We might be satisfied to say, "Well, my own unity will represent all input in a coherent way, so while I don't really know if you're agreeing with me or not, it will appear to me that we agree on the basic facts." That would make sense, but it doesn't explain why science appears to give us increasing new capacities to do physical things: we can work together to produce rockets that fly to the moon, for example. That's a capacity that suggests that we really are cooperating: there's nothing in our pre-existing unity that should suggest it. It is a capacity that arises from this cooperation, which suggests that the cooperation is real.
We might say, "Well, let's stick with the evolutionary explanation. Our brain structures are similar enough that we can 'understand' each other to a certain degree because similar structures produce similar representations." Even if this were fully adequate, which it isn't, it doesn't make sense of the problem of why we can understand things that aren't like us. I usually use horses as a model for examining the question of a unitary order of reason across species (an idea also rooted in Kant, via
Sebastian Rödl's explorations); but we have a similar capacity with animals of any kind. We seem to be able to distinguish between animals that are reacting to a pre-programmed instinct versus those which seem to have a capacity to reason and learn, for example, even if we don't share much evolutionary history with them.
The explanation is also inadequate because it simply doesn't answer the depth of the problem. Kant's argument gives us a world in which we can have no knowledge whatsoever of the reality around us, including the minds of others. To argue that our brain structures are 'mostly similar' is thus to argue facts not in evidence. We can't know any facts about the structures of our brains, only about the phenomena of the structures of our brains -- and these are likely being represented according to a pre-existing internal order that makes them accord to some degree with what we expect from them.
It also just doesn't make sense to leap from "it is impossible to have any knowledge whatsoever about the things themselves" to "nevertheless, we seem to do a pretty good job." You can't jump from "impossible" to "a pretty good capacity" in the same way that you can't build a line out of points. The points have no extension, so no number of them added together will give you an extended line. Likewise, no amount of phenomena can be combined into a noumenon: no phenomenon contains any nouminal content.

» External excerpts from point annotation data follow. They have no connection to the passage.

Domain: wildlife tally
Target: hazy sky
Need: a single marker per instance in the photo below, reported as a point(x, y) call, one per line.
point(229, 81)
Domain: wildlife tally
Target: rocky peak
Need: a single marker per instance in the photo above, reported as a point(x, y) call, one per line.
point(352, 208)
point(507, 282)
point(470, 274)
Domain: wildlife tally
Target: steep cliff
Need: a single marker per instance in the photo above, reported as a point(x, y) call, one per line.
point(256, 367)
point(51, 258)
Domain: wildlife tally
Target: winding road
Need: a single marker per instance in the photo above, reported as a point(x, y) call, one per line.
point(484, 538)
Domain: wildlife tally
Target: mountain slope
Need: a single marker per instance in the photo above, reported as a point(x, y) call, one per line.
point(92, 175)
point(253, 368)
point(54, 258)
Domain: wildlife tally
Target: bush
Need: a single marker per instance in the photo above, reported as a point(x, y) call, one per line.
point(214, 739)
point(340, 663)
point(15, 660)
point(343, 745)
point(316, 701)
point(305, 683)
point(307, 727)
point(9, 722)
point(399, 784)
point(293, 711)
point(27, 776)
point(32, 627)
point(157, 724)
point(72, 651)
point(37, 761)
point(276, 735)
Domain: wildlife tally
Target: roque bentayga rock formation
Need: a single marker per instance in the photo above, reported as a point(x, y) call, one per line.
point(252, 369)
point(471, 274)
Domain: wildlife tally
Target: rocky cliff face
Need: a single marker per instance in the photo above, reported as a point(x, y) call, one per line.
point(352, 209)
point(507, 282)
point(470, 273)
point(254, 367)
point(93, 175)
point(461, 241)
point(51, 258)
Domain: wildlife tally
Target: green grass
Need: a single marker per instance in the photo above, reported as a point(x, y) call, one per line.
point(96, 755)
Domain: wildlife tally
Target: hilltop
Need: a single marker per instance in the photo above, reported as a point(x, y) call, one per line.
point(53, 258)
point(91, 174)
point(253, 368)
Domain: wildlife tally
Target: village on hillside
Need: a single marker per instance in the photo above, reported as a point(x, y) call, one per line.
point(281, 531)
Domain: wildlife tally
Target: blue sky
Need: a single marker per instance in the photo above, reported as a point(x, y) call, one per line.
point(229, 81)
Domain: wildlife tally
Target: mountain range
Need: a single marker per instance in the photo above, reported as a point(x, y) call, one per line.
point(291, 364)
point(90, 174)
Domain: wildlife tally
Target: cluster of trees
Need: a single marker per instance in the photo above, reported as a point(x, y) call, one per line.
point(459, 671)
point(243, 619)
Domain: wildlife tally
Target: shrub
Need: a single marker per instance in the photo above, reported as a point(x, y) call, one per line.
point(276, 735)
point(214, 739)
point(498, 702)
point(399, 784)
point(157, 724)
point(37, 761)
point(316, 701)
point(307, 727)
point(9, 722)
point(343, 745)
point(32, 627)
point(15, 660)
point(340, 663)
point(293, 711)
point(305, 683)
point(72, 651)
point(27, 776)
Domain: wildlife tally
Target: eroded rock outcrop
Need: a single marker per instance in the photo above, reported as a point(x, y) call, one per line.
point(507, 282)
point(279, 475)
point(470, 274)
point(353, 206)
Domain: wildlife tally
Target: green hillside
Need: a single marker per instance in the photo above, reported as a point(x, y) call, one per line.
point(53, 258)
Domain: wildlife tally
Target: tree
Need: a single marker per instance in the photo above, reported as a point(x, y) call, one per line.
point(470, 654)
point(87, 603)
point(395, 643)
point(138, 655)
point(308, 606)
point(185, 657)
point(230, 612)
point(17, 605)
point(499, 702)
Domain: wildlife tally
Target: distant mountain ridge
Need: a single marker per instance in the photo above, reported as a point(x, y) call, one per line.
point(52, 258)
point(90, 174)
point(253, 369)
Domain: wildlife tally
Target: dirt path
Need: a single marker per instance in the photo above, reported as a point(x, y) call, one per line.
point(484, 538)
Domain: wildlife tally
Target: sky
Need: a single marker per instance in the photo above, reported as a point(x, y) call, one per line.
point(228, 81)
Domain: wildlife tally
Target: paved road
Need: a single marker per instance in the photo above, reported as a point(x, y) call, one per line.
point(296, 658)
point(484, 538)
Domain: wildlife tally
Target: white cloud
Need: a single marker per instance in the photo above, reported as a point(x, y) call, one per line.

This has led people to question, well, everything: it has led otherwise serious people to wander around speculating about
Zombies (which set of arguments, by the way Joe, is very similar to the ones you cited to me re: whether AIs would have real consciousness); or mad scientists keeping our
brains in a vat.
Or it has led people -- particularly practical-minded people -- simply to ignore the problem and pretend it doesn't exist. This science stuff seems to work; why worry too much about why it works?
I suppose I will stop here, and call this "part one," because there remains a great deal to be said about what I think the right way to resolve the problem happens to be. For now, though, maybe we should stop and take a moment to appreciate the problem.